Are taxes tedious and boring? Most people probably think so. But there is no better form of tax reliefthan the kind that comes from knowing the law and avoiding tax troubles in the first place. Check out this amusing excerpt from a book review written by Tax Notes writer, Joseph Thorndike:
Every tax professional knows the look — that mixture of pity and dismay when you tell someone what you do for a living. Sometimes it comes with a flash of fear behind the eyes — fear of taxes, sure, and probably fear of the IRS. But also, more profoundly, fear that you might actually talk about your job. God help us.
I can almost hear the chorus of complaints that readers are going to raise. “It’s not that bad! Some people are really interested in taxes!” Right. If it makes you feel better, you go ahead and tell yourself that. And by the way, I’d love to see the slides from your family trip to Yellowstone last year.

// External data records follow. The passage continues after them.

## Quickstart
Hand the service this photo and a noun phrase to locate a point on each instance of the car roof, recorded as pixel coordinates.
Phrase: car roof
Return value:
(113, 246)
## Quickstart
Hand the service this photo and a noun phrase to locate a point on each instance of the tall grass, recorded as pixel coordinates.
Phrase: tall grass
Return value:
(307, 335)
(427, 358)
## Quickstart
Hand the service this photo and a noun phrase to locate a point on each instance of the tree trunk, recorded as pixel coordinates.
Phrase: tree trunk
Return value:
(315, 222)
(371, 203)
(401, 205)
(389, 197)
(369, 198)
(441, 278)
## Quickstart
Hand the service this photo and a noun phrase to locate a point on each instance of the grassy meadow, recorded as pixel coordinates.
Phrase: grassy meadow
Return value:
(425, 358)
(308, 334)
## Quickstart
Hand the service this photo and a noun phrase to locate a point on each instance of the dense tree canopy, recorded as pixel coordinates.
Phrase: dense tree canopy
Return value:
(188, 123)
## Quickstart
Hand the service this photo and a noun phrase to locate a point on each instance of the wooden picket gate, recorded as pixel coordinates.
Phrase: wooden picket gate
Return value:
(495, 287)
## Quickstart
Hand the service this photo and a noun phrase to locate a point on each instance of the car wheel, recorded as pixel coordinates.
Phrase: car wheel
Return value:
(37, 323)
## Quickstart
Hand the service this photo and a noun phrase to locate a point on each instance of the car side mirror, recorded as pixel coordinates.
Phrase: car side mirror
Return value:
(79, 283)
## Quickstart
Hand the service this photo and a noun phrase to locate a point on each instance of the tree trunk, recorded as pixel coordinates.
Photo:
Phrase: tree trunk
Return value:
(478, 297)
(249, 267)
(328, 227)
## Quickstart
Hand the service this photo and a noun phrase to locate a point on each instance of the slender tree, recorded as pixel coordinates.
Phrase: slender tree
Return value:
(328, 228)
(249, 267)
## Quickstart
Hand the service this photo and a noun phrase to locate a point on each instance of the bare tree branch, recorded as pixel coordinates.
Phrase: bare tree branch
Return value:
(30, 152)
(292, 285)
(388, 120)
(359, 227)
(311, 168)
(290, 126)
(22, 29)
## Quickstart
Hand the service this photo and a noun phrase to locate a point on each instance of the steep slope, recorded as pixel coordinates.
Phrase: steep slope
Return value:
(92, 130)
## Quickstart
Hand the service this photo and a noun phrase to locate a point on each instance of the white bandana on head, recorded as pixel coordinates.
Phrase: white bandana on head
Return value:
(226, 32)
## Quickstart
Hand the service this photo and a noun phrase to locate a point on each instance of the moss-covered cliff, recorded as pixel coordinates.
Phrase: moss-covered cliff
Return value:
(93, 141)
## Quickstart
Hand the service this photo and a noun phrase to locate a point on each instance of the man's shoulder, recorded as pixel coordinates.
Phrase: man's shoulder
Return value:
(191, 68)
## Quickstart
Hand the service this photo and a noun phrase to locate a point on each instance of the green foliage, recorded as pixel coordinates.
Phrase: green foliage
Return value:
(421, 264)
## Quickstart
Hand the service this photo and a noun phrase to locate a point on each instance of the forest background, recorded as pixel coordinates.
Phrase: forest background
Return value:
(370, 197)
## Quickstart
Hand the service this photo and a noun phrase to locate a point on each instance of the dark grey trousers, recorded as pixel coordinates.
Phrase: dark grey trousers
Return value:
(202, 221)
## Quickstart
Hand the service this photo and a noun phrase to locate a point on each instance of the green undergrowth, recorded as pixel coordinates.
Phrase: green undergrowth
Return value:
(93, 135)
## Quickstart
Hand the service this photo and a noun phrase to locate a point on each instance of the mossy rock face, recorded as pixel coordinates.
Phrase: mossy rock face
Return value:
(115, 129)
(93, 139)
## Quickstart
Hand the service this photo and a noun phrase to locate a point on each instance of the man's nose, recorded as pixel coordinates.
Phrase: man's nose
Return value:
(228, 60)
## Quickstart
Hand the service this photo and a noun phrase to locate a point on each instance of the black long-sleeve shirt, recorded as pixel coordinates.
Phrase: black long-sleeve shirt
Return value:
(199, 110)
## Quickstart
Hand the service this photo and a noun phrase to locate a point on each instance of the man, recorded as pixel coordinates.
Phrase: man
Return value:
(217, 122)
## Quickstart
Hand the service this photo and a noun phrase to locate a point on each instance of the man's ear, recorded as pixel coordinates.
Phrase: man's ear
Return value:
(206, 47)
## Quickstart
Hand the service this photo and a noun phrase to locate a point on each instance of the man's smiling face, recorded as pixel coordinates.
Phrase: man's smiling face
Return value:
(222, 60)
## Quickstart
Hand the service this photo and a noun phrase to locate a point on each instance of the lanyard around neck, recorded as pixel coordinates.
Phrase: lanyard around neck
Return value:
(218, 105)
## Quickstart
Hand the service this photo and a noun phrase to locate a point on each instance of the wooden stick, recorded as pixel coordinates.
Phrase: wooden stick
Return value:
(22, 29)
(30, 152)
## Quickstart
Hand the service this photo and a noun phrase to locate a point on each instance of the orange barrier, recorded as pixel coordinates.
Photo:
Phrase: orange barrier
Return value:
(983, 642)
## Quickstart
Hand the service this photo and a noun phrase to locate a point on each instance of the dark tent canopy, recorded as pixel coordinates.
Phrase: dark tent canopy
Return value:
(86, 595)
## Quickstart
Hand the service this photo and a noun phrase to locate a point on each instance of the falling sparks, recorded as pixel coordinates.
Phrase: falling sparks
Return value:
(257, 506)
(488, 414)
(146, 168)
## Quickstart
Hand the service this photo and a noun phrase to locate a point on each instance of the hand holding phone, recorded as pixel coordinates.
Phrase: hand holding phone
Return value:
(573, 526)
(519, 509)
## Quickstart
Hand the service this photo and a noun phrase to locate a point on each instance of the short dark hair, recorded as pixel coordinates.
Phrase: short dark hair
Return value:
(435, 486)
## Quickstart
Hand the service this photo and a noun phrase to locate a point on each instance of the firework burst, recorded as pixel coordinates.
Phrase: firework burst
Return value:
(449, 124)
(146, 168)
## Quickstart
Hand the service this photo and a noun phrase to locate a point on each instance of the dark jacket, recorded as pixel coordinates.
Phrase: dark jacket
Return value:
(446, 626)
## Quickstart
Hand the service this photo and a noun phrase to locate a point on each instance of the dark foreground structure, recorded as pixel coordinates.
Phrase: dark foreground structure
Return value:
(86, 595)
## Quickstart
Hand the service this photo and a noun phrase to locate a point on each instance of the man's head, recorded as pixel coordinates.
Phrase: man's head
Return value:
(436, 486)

If anyone doubts the inherent tedium of taxation, we now have independent confirmation. The late, great literary phenomenon David Foster Wallace singled out taxation as the most boring topic imaginable. In writing his posthumously published novel, The Pale King, Wallace made taxes — and their administration in particular — the epitome of soul-killing tedium. “The whole subject of tax policy and administration is dull. Massively, spectacularly dull,” he writes.